Europäischer Gerichtshof für Menschenrechte: Endlos-Warten wegen Russland?

Prolog: 3. November 2003, die Kripo beschlagnahmt bei einer Wohnungsdurchsuchung meine beiden Computer, CD´s und Disketten. Auf einer meiner Homepages soll sich ein kinderpornografisches Foto befinden. Gelöscht worden ist die Seite von den Ermittlungsbehörden nicht. Das angeblich kinderpornografische Foto entpuppt sich nach längerer Suche als daumennagelgroßer Fleck, auf dem nichts zu erkennen ist.
Jedes Jahr erkundige ich mich beim niedersächsischen Justizministerium und bei der Staatsanwaltschaft Hannover nach dem Stand der Dinge. Dennoch tut sich nichts.

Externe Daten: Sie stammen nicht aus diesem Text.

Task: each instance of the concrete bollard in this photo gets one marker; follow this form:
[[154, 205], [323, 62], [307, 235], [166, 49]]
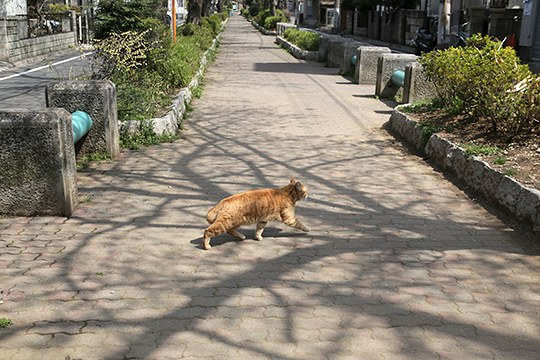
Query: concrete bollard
[[281, 27], [98, 99], [366, 63], [324, 45], [417, 86], [386, 65], [335, 51], [349, 50], [37, 158]]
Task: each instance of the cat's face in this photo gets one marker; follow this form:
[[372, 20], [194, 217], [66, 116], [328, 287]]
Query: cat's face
[[301, 189]]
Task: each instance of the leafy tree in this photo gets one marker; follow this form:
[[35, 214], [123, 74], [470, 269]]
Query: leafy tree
[[195, 11], [118, 16]]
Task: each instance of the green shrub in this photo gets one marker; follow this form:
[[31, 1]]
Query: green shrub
[[479, 80], [213, 22], [305, 40], [148, 69], [141, 96], [260, 18], [270, 23], [182, 62]]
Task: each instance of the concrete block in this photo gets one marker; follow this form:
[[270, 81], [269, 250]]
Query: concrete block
[[349, 50], [417, 86], [528, 205], [281, 27], [37, 158], [386, 65], [98, 99], [335, 51], [366, 63], [324, 45]]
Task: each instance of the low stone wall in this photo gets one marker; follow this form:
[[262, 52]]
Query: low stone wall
[[281, 27], [37, 158], [169, 123], [296, 51], [263, 30], [507, 194], [98, 99], [38, 152]]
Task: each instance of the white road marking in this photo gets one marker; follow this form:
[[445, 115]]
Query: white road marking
[[44, 67]]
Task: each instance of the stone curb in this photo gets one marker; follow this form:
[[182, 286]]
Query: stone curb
[[296, 51], [168, 124], [262, 30], [520, 202]]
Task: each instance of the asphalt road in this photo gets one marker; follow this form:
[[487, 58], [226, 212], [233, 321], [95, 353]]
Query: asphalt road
[[23, 86]]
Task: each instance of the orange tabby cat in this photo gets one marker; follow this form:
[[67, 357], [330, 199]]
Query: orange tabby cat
[[255, 206]]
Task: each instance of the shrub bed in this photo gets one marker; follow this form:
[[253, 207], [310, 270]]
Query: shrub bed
[[148, 68], [485, 81], [305, 40]]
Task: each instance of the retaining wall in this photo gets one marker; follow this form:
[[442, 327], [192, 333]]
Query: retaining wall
[[515, 199]]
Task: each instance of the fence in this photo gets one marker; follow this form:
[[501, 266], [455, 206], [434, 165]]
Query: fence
[[22, 37]]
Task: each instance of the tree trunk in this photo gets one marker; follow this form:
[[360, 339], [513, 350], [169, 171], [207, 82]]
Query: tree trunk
[[195, 11]]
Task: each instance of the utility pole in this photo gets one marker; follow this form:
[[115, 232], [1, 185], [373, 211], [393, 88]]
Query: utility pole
[[443, 30], [173, 19]]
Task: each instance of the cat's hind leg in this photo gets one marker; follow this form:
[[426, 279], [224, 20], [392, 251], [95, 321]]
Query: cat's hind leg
[[259, 230], [233, 232], [292, 221], [217, 228]]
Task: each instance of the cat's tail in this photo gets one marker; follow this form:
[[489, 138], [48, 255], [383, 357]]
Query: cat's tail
[[212, 214]]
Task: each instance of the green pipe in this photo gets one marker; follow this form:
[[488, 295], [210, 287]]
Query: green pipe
[[398, 77], [81, 123]]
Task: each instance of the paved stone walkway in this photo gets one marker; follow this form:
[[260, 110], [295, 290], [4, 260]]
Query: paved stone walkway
[[399, 265]]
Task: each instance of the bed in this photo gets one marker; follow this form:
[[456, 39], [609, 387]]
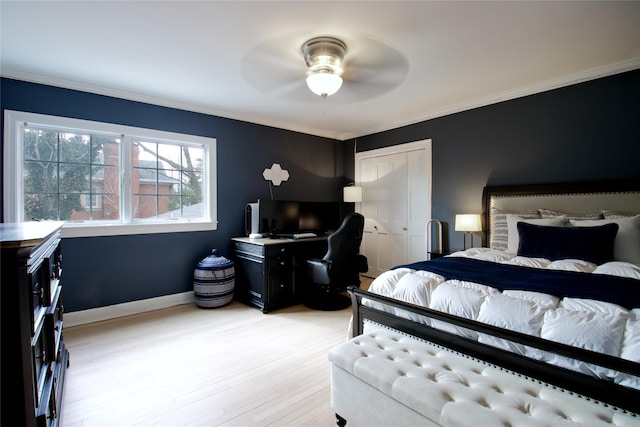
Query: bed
[[552, 299]]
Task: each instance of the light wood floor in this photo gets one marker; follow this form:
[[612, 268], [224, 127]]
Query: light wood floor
[[189, 366]]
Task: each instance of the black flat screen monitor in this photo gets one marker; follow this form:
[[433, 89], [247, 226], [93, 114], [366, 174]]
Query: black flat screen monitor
[[281, 217]]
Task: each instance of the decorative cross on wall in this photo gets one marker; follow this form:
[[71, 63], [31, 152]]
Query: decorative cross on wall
[[276, 174]]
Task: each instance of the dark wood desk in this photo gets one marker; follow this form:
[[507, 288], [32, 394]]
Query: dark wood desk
[[272, 273]]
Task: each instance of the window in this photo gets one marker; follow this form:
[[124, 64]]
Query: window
[[105, 179]]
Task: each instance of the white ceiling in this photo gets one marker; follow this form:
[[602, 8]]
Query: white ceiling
[[406, 61]]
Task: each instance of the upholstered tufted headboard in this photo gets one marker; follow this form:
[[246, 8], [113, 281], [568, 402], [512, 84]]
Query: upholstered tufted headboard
[[572, 198]]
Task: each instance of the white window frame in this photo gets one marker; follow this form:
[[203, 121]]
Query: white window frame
[[14, 121]]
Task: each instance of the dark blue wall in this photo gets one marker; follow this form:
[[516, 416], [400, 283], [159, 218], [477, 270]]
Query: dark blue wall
[[587, 131], [584, 132], [103, 271]]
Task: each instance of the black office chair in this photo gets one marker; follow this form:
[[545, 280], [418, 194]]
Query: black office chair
[[339, 268]]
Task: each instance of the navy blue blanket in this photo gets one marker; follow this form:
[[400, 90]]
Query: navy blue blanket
[[618, 290]]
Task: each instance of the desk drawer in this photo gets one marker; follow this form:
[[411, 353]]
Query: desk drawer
[[248, 248]]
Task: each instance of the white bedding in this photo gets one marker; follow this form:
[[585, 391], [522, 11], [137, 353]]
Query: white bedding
[[594, 325]]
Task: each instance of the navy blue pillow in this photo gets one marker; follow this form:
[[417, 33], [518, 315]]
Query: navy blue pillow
[[593, 244]]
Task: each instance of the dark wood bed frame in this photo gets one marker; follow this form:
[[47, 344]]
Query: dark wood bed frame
[[604, 391]]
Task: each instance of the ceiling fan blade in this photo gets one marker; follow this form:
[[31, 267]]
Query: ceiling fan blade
[[272, 66]]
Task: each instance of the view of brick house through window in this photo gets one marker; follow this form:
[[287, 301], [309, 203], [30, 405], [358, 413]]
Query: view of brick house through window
[[77, 177]]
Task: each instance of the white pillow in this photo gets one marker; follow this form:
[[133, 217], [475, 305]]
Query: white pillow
[[631, 343], [572, 265], [600, 332], [528, 262], [627, 244], [619, 268], [416, 288], [512, 227], [544, 301], [460, 298], [511, 313]]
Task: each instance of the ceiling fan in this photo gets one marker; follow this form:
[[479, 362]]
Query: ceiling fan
[[360, 68]]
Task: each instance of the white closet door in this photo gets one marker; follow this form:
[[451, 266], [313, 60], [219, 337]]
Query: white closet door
[[419, 204], [396, 204], [390, 220]]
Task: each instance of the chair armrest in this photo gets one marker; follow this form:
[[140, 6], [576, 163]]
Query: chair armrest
[[319, 271], [361, 262]]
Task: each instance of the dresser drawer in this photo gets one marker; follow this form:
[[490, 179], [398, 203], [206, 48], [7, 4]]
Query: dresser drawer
[[51, 269], [53, 323], [48, 411], [40, 364], [37, 298]]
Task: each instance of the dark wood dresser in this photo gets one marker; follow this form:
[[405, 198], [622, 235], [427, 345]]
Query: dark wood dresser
[[34, 358]]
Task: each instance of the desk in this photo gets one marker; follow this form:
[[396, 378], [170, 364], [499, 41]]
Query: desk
[[272, 273]]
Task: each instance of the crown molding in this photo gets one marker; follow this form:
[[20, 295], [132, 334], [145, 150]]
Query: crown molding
[[547, 85]]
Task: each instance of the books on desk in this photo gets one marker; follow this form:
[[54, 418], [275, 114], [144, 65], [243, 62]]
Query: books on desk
[[294, 236], [304, 235]]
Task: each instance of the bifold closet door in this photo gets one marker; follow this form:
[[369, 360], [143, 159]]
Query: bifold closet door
[[396, 204], [384, 206]]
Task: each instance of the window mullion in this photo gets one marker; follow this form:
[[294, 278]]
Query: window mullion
[[126, 193]]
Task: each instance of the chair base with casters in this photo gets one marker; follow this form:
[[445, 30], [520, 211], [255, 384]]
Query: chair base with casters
[[340, 268], [326, 296]]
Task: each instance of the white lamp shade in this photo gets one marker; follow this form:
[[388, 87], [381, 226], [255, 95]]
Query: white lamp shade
[[352, 194], [468, 222], [324, 83]]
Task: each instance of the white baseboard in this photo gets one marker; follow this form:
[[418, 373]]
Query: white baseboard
[[76, 318]]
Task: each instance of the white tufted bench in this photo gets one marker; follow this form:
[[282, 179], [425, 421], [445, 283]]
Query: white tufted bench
[[384, 377]]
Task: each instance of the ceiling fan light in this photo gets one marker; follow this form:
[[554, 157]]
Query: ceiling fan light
[[324, 83]]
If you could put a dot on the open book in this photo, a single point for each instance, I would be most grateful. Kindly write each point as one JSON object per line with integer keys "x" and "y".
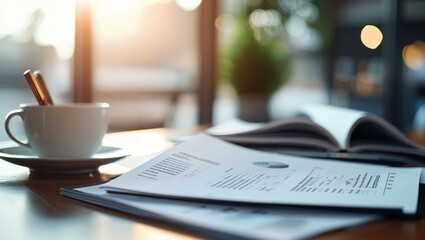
{"x": 205, "y": 168}
{"x": 329, "y": 132}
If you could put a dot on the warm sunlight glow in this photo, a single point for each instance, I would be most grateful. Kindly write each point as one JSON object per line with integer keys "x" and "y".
{"x": 414, "y": 56}
{"x": 46, "y": 23}
{"x": 189, "y": 5}
{"x": 122, "y": 18}
{"x": 371, "y": 36}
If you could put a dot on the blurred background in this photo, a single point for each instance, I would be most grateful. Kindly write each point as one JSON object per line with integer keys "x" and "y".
{"x": 179, "y": 63}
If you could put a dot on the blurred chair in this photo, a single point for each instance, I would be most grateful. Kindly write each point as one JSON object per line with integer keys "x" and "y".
{"x": 140, "y": 97}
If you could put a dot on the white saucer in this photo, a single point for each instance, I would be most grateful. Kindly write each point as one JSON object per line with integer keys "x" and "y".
{"x": 25, "y": 157}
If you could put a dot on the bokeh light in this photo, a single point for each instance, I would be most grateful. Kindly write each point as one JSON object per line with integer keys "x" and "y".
{"x": 414, "y": 55}
{"x": 371, "y": 36}
{"x": 189, "y": 5}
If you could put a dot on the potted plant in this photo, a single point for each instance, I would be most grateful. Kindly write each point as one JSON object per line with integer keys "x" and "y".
{"x": 256, "y": 66}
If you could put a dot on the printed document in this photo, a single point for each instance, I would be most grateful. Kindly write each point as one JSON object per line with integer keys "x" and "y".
{"x": 206, "y": 168}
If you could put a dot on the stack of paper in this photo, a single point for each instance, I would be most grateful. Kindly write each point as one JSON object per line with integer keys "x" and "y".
{"x": 219, "y": 189}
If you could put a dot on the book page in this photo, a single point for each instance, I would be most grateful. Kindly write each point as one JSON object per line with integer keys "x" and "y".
{"x": 338, "y": 121}
{"x": 207, "y": 168}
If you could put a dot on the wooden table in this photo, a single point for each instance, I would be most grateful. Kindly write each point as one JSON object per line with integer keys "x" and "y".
{"x": 32, "y": 208}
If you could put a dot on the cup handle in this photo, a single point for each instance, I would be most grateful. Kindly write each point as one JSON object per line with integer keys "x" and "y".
{"x": 9, "y": 116}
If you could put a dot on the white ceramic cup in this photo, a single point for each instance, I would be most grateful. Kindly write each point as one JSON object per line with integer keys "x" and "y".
{"x": 74, "y": 130}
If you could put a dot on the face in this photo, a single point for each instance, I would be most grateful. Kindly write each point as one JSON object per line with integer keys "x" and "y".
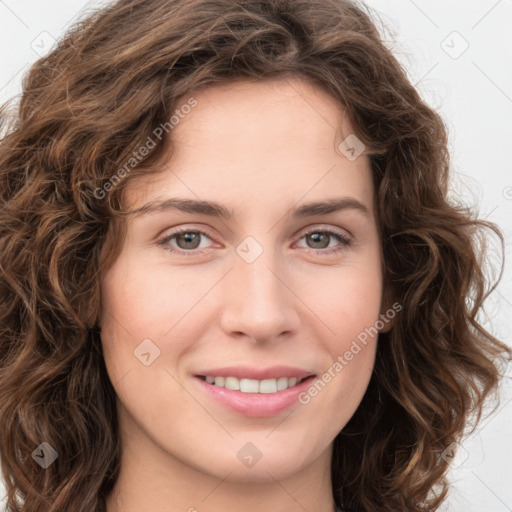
{"x": 271, "y": 293}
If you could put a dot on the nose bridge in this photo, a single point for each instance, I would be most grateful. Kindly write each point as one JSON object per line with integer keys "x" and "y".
{"x": 256, "y": 300}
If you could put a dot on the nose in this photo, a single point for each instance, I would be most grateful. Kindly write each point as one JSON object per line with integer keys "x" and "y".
{"x": 258, "y": 300}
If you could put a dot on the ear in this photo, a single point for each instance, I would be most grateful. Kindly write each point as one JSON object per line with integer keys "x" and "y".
{"x": 389, "y": 310}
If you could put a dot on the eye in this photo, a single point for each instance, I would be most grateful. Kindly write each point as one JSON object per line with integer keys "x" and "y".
{"x": 321, "y": 237}
{"x": 186, "y": 239}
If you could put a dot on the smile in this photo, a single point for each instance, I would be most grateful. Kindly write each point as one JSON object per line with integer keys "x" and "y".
{"x": 252, "y": 385}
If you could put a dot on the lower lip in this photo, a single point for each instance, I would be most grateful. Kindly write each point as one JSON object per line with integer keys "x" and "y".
{"x": 255, "y": 405}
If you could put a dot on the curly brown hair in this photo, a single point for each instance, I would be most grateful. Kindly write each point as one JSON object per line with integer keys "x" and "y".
{"x": 94, "y": 101}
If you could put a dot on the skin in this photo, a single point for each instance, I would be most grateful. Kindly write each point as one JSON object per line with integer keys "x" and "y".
{"x": 260, "y": 149}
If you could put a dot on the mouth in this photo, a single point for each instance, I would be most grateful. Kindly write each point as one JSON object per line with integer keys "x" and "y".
{"x": 254, "y": 386}
{"x": 254, "y": 398}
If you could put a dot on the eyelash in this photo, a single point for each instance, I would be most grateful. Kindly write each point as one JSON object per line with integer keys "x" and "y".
{"x": 344, "y": 241}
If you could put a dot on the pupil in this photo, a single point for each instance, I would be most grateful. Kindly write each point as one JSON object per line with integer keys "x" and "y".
{"x": 189, "y": 238}
{"x": 315, "y": 237}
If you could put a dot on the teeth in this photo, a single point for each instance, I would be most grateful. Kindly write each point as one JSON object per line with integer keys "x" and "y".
{"x": 253, "y": 385}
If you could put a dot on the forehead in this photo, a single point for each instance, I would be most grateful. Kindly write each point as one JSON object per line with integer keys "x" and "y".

Nach drei Jahren endet die Geschichte endlich, das Hildesheimer Landgericht stellt fest: Das Verfahren hätte nie eingeleitet werden dürfen.

Wegen der Verfahrensdauer wende ich mich im April 2007 an den Europäischen Gerichtshof für Menschenrechte. Und so geht es weiter:

Dreijährige ist wütend auf SED-Chef

Zu unserer Familiengeschichte gehört eine Begebenheit, die sich so zugetragen hat: Monika, blond, hübsch und drei Jahre alt, hockt vor dem Fernsehapparat und wartet auf das Sandmännchen im DDR-Fernsehen. Doch Erich Honecker als Staatsratsvorsitzender findet kein Ende, redet und redet von den Erfolgen des real existierenden Sozialismus, bis Monika als pfiffiges Mädchen aus Hannover, das genau weiß, wo es die für sie guten Sendungen findet, wütend wird.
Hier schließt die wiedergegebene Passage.